Why use cpio for initramfs?

Quoting Documentation/filesystems/ramfs-rootfs-initramfs.txt:

Why cpio rather than tar?

This decision was made back in December, 2001. The discussion started here:

http://www.uwsg.iu.edu/hypermail/linux/kernel/0112.2/1538.html

And spawned a second thread (specifically on tar vs cpio), starting here:

http://www.uwsg.iu.edu/hypermail/linux/kernel/0112.2/1587.html

The quick and dirty summary version (which is no substitute for reading the above threads) is:

1) cpio is a standard. It's decades old (from the AT&T days), and already widely used on Linux (inside RPM, Red Hat's device driver disks). Here's a Linux Journal article about it from 1996:

http://www.linuxjournal.com/article/1213

It's not as popular as tar because the traditional cpio command line tools require _truly_hideous_ command line arguments. But that says nothing either way about the archive format, and there are alternative tools, such as:

http://freecode.com/projects/afio

2) The cpio archive format chosen by the kernel is simpler and cleaner (and thus easier to create and parse) than any of the (literally dozens of) various tar archive formats. The complete initramfs archive format is explained in buffer-format.txt, created in usr/gen_init_cpio.c, and extracted in init/initramfs.c. All three together come to less than 26k total of human-readable text.

3) The GNU project standardizing on tar is approximately as relevant as Windows standardizing on zip. Linux is not part of either, and is free to make its own technical decisions.
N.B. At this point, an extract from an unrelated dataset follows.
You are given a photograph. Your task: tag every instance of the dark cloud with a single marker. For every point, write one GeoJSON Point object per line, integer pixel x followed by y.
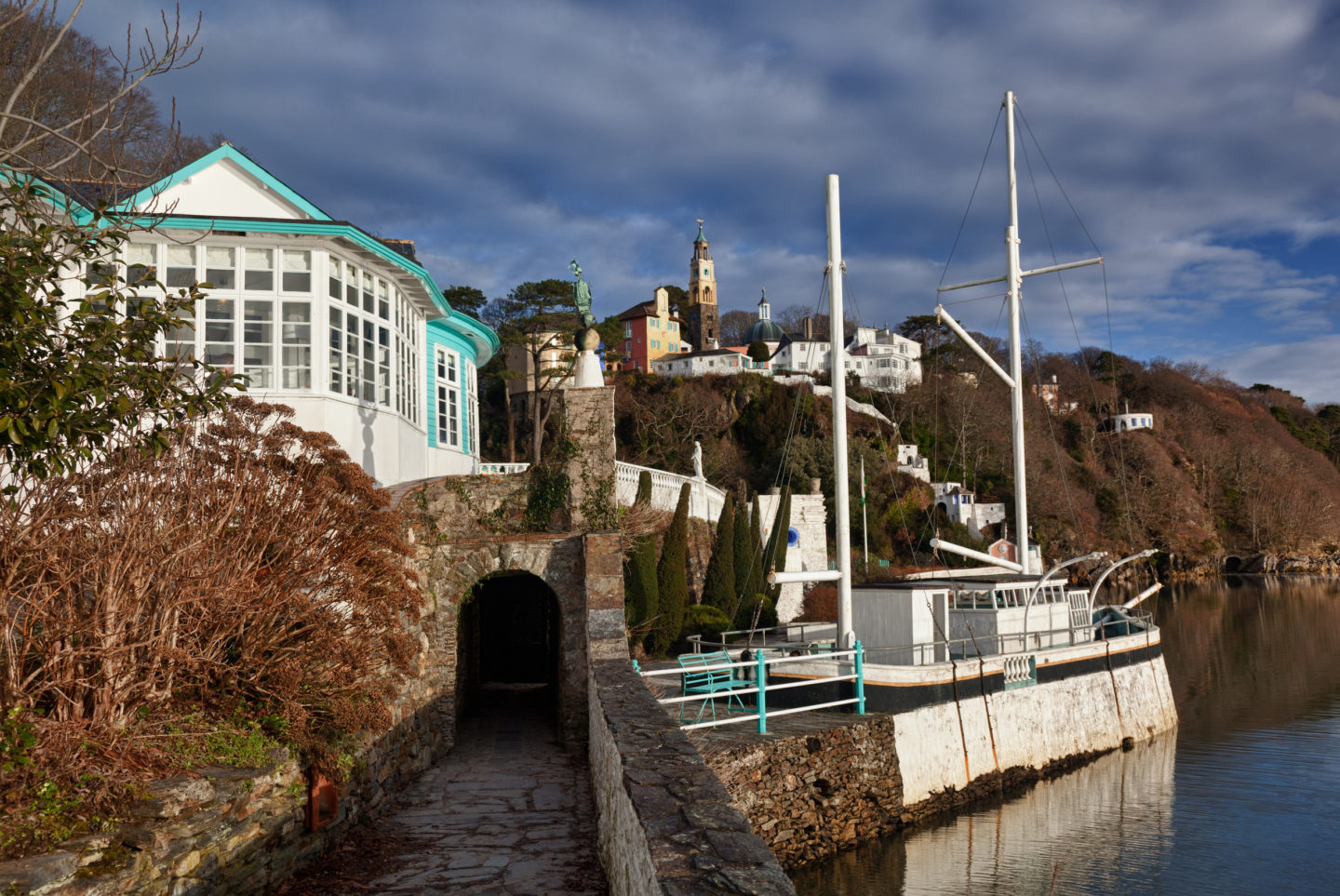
{"type": "Point", "coordinates": [1196, 140]}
4) Since this is a kernel internal format, it could easily have been
something brand new. The kernel provides its own tools to create and extract this format anyway. Using an existing standard was preferable, but not essential.

5) Al Viro made the decision (quote: "tar is ugly as hell and not going to be supported on the kernel side"):

http://www.uwsg.iu.edu/hypermail/linux/kernel/0112.2/1540.html

explained his reasoning:

http://www.uwsg.iu.edu/hypermail/linux/kernel/0112.2/1550.html http://www.uwsg.iu.edu/hypermail/linux/kernel/0112.2/1638.html

and, most importantly, designed and implemented the initramfs code.


I'm not 100% sure, but as the initial ramdisk needs to be unpacked by the kernel during boot, cpio is used because it is already implemented in kernel code.


From what I remember of my old SysV days, cpio could handle dev files, but tar could not; this made cpio the 'raw' backup utility of choice before dump came around. It was also easier to handle partial filesets and hard links so incremental backups were easier. I think that GNU tar has caught up with cpio features so now it is just a matter of user comfortability. Both cpio and tar should be installed by default.